To pretend that A/B testing is some simple "what image do you like more?" game is entirely disingenuous and is so characteristic of the attitude people in tech have when dealing with people or any kind of social side effects of systems they build.
We absolutely do need to be very careful with this. Careful with how we test people, careful with how the information is recorded, and careful with what we do with the data.
I'm going to start calling A/B testing "psychological side channel attacks" and maybe then places like HN will appreciate what's happening more.
I think people on HN generally have a good understanding of what A/B testing is: "if I change X, will users do more of Y?"
Of course Y is usually something that makes the site owner money.

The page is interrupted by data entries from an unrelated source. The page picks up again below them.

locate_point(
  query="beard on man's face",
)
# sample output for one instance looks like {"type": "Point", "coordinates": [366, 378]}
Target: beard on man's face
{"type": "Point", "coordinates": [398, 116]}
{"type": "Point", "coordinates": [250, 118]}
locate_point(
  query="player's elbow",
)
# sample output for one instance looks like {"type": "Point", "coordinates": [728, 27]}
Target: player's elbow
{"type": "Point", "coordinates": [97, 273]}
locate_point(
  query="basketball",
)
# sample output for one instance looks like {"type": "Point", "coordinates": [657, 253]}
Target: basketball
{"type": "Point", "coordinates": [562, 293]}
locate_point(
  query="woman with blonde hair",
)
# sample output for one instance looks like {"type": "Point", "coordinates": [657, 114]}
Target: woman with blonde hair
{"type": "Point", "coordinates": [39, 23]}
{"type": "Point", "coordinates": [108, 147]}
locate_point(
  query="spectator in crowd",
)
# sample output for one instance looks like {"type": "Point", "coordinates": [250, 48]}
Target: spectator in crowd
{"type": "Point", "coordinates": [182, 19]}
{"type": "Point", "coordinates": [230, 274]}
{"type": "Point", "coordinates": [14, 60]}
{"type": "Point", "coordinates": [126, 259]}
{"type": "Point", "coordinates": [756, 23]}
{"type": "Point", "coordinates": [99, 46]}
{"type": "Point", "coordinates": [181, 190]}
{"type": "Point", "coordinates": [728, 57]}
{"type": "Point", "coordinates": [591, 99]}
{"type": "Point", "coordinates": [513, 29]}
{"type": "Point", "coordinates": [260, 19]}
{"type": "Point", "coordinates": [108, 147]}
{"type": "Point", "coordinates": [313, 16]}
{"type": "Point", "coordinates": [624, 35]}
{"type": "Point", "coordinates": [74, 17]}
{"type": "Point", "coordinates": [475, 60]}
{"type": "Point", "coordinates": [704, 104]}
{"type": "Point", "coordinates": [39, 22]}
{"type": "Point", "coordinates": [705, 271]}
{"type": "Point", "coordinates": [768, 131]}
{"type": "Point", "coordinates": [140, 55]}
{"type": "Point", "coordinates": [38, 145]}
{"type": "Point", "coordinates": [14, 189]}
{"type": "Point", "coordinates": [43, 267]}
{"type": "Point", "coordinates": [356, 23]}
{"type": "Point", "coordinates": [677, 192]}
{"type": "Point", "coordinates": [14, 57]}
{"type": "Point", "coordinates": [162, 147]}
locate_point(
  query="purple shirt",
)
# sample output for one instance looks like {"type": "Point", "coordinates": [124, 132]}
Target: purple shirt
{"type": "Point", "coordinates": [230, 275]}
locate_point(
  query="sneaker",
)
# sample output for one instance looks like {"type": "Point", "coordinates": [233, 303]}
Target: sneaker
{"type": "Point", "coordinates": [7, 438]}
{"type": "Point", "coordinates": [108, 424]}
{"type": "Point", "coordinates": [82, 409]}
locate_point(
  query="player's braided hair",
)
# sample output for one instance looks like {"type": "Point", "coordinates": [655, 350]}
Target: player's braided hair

Sometimes A, B, both, or the entire business model of the site is unethical. In such cases, they would still be unethical if a comparison test was not run. In cases where none of them are unethical, I have trouble imagining a realistic scenario in which the act of running a comparison test makes it unethical.
>I think people on HN generally have a good understanding of what A/B testing is
Not only do I not believe this, as most people on HN tend to have a very superficial understanding of whatever tech is being discussed, there is always a dismissal of any social consequences that may happen as a result of using any kind of technology.
>I have trouble imagining a realistic scenario in which the act of running a comparison test makes it unethical.
I can't tell if you're being serious or not. You don't need any kind of testing framework for a few famous examples to satisfy your "realistic" qualification. I see a lot of bland contrarian stuff on HN, but I'm kind of speechless right now.
I'm entirely serious. To cite one of the most famous examples, Facebook ran a sort of A/B test where its algorithm was adjusted to attempt to make users happy or sad.
There's a fairly strong case to be made that intentionally making a large number of people sad just to see if you can is unethical. There's a somewhat weaker case to be made that manipulating the happy group was also an unethical distortion of their reality. I fail to see an ethical problem with the fact that it was an A/B comparison. Instead, A and probably B would be unethical to attempt under any conditions without consent.
Wait, does this refer to A/B testing?